Évoquant le débat autour d’une éventuelle réforme constitutionnelle, Dany Mukendi insiste sur les principes démocratiques.

Pour lui, les partisans comme les opposants à une révision de la Constitution doivent pouvoir s’exprimer librement, dans le respect des règles démocratiques.

Il distingue toutefois l’opposition politique de la rébellion armée. « L’opposition républicaine a toute sa place dans la démocratie. En revanche, les groupes armés qui tuent les populations et servent des intérêts étrangers relèvent, selon nous, de la haute trahison », affirme-t-il.

Une Constitution à refonder

Très critique envers l’actuelle Constitution, Dany Mukendi estime qu’elle comporte des contradictions et qu’elle ne répond plus aux aspirations profondes du peuple congolais.

À ses yeux, une réforme fondamentale s’impose afin de doter la RDC d’un texte adapté à ses réalités politiques, sécuritaires et économiques.

Il rejette également toute pression extérieure sur cette question.« Le peuple congolais a le droit de décider lui-même de son avenir constitutionnel sans que d’autres États ne dictent sa conduite », soutient-il.

Félix Tshisekedi, le choix de la souveraineté et du développement

Au-delà du débat institutionnel, Dany Mukendi réaffirme son soutien au président Félix Tshisekedi, qu’il considère comme l’homme capable de conduire la RDC vers la victoire face aux défis sécuritaires et vers une transformation économique majeure.

Selon lui, les perspectives d’investissements internationaux, notamment les partenariats stratégiques en cours, pourraient accélérer le développement du pays et renforcer son statut économique sur le continent africain.

Il cite également les exemples de certains pays voisins, où la stabilité politique est associée à une longue continuité du leadership.

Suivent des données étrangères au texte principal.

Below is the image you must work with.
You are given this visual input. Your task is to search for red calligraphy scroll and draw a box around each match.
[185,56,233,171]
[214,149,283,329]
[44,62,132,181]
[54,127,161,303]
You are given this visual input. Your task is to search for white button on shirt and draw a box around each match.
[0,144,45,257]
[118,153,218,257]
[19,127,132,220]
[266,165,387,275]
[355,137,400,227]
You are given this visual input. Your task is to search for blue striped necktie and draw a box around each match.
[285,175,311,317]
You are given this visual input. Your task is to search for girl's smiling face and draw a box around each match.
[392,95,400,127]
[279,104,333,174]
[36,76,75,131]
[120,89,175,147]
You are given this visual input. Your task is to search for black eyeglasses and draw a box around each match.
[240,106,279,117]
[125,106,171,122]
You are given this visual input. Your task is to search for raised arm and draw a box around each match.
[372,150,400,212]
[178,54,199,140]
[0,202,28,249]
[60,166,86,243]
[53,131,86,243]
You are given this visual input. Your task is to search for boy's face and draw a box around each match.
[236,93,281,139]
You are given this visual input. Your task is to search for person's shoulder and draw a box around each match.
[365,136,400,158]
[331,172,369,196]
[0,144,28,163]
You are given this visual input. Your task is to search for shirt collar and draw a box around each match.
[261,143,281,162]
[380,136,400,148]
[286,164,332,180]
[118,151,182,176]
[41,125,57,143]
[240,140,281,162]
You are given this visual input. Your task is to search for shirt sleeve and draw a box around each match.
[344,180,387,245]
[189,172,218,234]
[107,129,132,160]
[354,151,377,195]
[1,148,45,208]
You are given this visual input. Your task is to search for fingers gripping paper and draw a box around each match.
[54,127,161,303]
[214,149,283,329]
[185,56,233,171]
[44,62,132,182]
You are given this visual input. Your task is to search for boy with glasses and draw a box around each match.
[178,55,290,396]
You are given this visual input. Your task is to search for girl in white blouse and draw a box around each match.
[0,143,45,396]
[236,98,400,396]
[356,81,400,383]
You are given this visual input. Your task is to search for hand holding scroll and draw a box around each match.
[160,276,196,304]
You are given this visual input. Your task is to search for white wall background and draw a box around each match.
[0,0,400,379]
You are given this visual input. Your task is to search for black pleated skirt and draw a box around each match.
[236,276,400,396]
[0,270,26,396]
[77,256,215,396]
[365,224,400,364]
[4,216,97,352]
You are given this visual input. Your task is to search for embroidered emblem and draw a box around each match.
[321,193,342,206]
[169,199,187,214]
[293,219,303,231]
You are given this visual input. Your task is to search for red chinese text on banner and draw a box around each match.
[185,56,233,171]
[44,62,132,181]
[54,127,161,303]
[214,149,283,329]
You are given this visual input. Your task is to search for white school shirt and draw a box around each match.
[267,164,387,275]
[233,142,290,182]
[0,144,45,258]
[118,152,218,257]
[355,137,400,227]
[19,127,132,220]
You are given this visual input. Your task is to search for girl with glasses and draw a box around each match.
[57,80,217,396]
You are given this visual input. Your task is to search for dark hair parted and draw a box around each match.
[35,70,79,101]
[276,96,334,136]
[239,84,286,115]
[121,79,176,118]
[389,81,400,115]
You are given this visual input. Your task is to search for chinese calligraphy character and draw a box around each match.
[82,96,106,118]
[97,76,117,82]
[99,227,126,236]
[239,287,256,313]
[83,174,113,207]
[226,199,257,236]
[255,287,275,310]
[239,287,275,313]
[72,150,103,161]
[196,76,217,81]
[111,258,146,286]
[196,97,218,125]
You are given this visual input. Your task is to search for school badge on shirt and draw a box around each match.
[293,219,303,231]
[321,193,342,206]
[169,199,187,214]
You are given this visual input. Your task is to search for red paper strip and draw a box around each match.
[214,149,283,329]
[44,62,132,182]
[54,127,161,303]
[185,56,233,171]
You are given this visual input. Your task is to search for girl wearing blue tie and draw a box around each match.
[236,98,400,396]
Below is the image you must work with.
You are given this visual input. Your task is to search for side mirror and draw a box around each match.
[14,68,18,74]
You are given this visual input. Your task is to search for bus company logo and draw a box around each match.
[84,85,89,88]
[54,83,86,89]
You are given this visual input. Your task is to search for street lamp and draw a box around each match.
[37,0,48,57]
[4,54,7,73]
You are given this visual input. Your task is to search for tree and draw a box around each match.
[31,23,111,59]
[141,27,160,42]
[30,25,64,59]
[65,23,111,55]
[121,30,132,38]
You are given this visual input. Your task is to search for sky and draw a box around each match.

Un plaidoyer pour une nouvelle étape politique

À travers cette prise de position, Dany Mukendi Wa Dinanga défend une vision articulée autour de 3 axes : la défense de la souveraineté nationale, l’ouverture d’un débat constitutionnel porté par le peuple et la poursuite du leadership de Félix Tshisekedi dans un contexte marqué par les défis sécuritaires et économiques.

Pour ce membre de la Mouvance Présidentielle, « Félix Tshisekedi est et reste notre choix », non seulement pour conduire la RDC vers la paix et la victoire dans l’Est, mais aussi pour accompagner les réformes institutionnelles et le développement qu’il juge indispensables à l’avenir du pays.

Face aux accusations de tribalisme, un plaidoyer pour l’unité nationale

Interrogé sur les critiques accusant le pouvoir d’alimenter le tribalisme, Dany Mukendi rejette catégoriquement en bloc ces allégations. Il considère que ces accusations relèvent davantage de la manipulation politique que d’une réalité institutionnelle. À ses yeux, les institutions congolaises demeurent ouvertes à toutes les composantes du pays et les débats politiques ne devraient pas être transformés en oppositions ethniques ou communautaires.

L’acteur de la mouvance présidentielle rappelle ainsi que la cheffe du gouvernement n’est pas de la province du chef de l’État.  » Il faut préserver l’unité nationale dans un contexte marqué par les défis sécuritaires et politiques. D’ores et déjà, nous vivons tous paisiblement en RDC sous l’autorité du Chef de l’État et dans le respect des autorités établies « , a conclu cet acteur politique.